15. Accordingly, in light of the clear exercise by the people of North Borneo of their right to self-determination, it cannot matter whether this Court, in any interpretation it might give to any historic instrument or efficacy, sustains or not the Philippines claim to historic title. Modern international law does not recognize the survival of a right of sovereignty based solely on historic title; not, in any event, after an exercise of self-determination conducted in accordance with the requisites of international law, the bona fides of which has received international recognition by the political organs of the United Nations. Against this, historic claims and feudal pre-colonial titles are mere relics of another international legal era, one that ended with the setting of the sun on the age of colonial imperium.”

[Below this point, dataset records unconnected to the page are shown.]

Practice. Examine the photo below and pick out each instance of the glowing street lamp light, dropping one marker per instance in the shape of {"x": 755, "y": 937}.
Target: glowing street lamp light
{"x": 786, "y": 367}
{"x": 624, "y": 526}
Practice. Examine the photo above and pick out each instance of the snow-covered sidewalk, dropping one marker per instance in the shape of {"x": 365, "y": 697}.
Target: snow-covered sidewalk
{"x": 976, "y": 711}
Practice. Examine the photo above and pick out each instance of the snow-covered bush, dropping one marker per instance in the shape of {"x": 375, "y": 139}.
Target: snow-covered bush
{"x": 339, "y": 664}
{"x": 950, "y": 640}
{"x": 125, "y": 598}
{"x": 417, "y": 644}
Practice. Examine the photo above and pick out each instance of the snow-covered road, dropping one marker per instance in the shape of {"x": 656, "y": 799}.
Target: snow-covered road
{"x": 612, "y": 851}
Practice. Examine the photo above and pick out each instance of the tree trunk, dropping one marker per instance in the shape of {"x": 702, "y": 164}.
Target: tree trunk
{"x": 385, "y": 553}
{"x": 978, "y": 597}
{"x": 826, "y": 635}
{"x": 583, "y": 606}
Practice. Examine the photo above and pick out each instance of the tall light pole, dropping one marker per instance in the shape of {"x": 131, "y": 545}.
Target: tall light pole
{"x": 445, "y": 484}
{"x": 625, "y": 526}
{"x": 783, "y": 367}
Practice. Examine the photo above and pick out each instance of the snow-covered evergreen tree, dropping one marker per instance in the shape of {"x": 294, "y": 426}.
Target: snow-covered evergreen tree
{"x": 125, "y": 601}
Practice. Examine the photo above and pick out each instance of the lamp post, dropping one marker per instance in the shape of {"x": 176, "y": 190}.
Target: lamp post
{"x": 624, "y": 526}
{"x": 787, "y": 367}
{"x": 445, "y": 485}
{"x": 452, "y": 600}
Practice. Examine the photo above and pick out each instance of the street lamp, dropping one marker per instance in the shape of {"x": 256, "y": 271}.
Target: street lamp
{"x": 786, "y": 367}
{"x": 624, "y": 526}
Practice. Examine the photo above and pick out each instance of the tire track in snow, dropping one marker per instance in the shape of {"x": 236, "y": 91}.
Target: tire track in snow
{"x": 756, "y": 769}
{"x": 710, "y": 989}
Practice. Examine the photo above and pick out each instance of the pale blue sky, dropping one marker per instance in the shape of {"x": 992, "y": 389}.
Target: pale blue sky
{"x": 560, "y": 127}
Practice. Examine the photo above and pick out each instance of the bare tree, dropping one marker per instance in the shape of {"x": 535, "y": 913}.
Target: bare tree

The Court further states that if the Philippines stake a claim on Sabah, this is what it is:
“16. The lands and people claimed by the Philippines formerly constituted most of an integral British dependency. In accordance with the law pertaining to decolonization, its population exercised their right of self-determination. What remains is no mere boundary dispute. It is an attempt to keep alive a right to reverse the free and fair decision taken almost 40 years ago by the people of North Borneo in the exercise of their legal right to self-determination. The Court cannot be a witting party to that.”
Until today, I, a peninsular Malaysian need my International Passport to enter Sabah and Sarawak, just like I would have to do the same for Singapore, Thailand, and Indonesia. By right Malaysia is not one Federal State Government controlling all 13 States. The division of autonomy or sovereignity is one chunk of Peninsular Malaysia, one chunk Sabah and one chunk Sarawak. That’s how it should be based on the 18-point agreement.
By right due to Sabahans’ self-determination prior to joining Malaysia, Malaysia should have stopped payment to the Sulu Sultanate family. I presume the amount was paid to honour the agreement for the sake of diplomacy and to respect the complex ethnic ties between South East Asians.
Based on all of the above, clearly, the Sulu Sultanate has no right at all to claim Sabah. Please withdraw your terrorist militants and leave Sabah. Enough is enough.